Wichtig ist indes in erster Linie die kritische Betrachtung der einzelnen Emittenten. Es wäre zu einfach und zu schön, wenn man ein Raster über die Anleihen legen könnte, das  die Perlen sofort offenbart. Umgekehrt ist es auch zu einfach zu glauben, die weniger guten oder gar schlechten Papiere anhand weniger Kriterien ausfindig machen zu können.

Eine Pauschalkritik an neuen Trends ist hingegen wenig hilfreich. Schiffe oder Immobilien zum Beispiel, wie sie bisher aus geschlossenen Beteiligungen bekannt sind, können als Basis von Anleihen mit ebenso so wenigen oder vielen Risiken behaftet sein wie die Anleihe eines produzierenden Unternehmens. Hier wie dort sind also die Strukturen im Einzelfall genau zu prüfen. Zu Riskant?

Kommen wir zum Vorwurf, das gesamte Segment sei zu riskant. In der Tat können insbesondere private Investoren in vielen Fällen nicht beurteilen, ob das Risiko einer Anlage tatsächlich zu ihrem Profil passt – selbst wenn sie sich als risikobewusst einschätzen. Das gilt indes nicht nur für Mittelstandsanleihen, sondern für jede Anlageklasse und ganz speziell für die fast ausschließlich für Privatkunden konzipierten Zertifikate und Optionsscheine.

Oft sind es also – ich sage es mal provokant – Miesmacher, die alles schlechtreden, was sie nicht verstehen können oder wollen – oder die genau wissen, wann sich schlechte Nachrichten besser verkaufen als gute.

Erstaunlich ist ein ganz anderer Punkt: Dass die Besicherungskonzepte vieler Anleihen bisher nicht in den Fokus getreten sind. Denn in einigen Fällen sind diese Konzepte tatsächlich fragwürdig. Allerdings nicht auf den ersten Blick, sondern erst bei genauer Analyse. Hier gilt es, mit Fachkenntnis genau hinzuschauen, um die guten von den schlechten Papieren unterscheiden zu können.

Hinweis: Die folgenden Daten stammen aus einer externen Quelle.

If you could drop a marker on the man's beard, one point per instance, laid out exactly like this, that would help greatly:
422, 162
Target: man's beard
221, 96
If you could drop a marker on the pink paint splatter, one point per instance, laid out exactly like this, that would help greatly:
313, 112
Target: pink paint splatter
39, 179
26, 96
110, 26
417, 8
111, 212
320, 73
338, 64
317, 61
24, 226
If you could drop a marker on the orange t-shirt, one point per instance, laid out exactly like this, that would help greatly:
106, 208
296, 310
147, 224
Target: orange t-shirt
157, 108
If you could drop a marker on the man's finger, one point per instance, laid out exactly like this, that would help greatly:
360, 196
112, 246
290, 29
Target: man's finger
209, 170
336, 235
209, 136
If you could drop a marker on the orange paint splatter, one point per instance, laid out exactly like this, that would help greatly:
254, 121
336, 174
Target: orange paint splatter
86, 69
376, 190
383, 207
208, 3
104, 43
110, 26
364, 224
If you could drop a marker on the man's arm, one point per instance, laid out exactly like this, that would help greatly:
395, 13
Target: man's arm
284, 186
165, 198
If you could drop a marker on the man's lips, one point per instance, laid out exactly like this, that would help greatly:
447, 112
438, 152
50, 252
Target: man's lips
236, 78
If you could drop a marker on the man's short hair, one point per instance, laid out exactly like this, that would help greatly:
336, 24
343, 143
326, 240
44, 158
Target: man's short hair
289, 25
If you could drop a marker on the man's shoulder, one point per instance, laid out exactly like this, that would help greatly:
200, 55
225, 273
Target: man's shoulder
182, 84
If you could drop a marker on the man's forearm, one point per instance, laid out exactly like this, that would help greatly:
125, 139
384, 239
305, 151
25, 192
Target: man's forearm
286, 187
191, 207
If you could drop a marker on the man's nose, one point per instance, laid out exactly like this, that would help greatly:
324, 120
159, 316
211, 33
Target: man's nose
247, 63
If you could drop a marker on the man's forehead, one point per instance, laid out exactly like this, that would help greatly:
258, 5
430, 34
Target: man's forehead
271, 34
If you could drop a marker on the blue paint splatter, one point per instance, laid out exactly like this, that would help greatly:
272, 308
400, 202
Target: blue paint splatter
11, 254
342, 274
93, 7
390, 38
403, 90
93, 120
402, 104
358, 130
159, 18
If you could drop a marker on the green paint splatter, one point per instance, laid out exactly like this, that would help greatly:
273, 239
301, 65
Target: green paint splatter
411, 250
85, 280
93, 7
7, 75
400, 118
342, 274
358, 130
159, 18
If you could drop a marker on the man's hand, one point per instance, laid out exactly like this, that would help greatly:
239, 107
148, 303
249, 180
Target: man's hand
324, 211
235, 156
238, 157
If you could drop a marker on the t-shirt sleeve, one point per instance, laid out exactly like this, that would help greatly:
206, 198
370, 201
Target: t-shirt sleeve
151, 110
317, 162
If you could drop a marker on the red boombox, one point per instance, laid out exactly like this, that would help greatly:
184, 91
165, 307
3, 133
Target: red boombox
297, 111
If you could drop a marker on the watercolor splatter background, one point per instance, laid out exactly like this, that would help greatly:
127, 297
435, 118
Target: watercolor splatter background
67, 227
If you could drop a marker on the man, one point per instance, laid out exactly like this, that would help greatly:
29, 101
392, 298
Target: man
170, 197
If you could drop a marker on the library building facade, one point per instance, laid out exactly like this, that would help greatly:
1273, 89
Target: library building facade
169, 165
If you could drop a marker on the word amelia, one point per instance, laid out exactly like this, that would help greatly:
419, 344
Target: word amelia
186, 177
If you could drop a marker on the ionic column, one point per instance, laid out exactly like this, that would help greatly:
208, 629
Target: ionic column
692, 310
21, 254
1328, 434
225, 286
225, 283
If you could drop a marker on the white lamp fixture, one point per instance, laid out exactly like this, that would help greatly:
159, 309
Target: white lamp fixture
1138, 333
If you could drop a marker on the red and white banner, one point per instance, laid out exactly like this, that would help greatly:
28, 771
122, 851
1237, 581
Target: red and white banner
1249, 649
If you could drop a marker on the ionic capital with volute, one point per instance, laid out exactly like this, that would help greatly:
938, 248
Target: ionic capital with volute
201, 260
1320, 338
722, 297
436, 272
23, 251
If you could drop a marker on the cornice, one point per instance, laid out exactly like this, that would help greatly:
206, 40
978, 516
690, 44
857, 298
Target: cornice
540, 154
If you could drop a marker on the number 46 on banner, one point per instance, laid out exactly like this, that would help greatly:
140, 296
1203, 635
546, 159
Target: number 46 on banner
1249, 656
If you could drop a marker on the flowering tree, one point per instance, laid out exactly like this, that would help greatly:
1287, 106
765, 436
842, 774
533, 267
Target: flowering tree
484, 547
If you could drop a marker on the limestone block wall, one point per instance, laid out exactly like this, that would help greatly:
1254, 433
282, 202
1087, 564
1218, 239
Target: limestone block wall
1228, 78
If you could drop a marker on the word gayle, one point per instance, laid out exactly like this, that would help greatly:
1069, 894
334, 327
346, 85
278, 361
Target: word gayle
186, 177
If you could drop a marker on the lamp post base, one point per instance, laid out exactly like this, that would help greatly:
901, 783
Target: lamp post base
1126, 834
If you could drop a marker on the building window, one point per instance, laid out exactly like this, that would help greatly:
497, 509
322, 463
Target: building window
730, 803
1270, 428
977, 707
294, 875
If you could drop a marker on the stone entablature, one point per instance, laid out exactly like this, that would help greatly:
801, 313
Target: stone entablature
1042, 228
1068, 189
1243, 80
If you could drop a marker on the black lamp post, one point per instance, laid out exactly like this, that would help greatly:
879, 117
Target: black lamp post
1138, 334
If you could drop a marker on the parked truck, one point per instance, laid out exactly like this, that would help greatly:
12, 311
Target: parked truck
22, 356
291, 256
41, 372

Wie immer im Leben sind pauschale Urteile die einfachsten. Die gängigsten, die manchen Stammtischparolen nicht unähnlich sind, spare ich mir an dieser Stelle. Vielmehr rate ich dem Anleger, bei der Geldanlage so zu agieren, wie er es auch im täglichen Leben tut.

Zum Beispiel: Kauft man einem Fahranfänger einen 300-PS-Sportwagen oder doch lieber die „Golf-Klasse“? Sind Sie als Anleger eher ein Fahranfänger oder ein Routinier, der neben seiner Erfahrung auch die Reflexe für ein Fahren mit 300 PS am Limit hat?

Wenn der Anleger sich diese Frage ehrlich beantwortet, wird er schon eine Menge Anlagen ausschließen können. Und wenn es um spezielles Wissen geht, fragt man Fachleute. Oder ziehen Sie sich Ihre Zähne auch selbst?

Unter dem Strich ist Kritik also zu begrüßen. Es wäre aber schön, wenn sie reflektiert geäußert würde und auch die positiven Seiten zur Sprache kämen. Das Marktsegment der Mittelstandsanleihen ist jung und erst in der Entwicklung.

Genau wie bei den großen Corporates wird sich auch hier ein Junk Bond-Bereich bilden. Einige Emissionen sind in der Tat auf dem besten Wege dahin beziehungsweise schon dort angekommen.

Der größere Teil der bisherigen Emissionen präsentiert sich aber solide und gut finanziert. Das sollte auch mal gesagt werden. Wer breit streut, sichert sich besser ab. In unserem Fonds "Artus Mittelstands-Renten HI-Fonds (A0RHHB)" liegt der Anteil der meisten Titel deutlich unter zwei Prozent.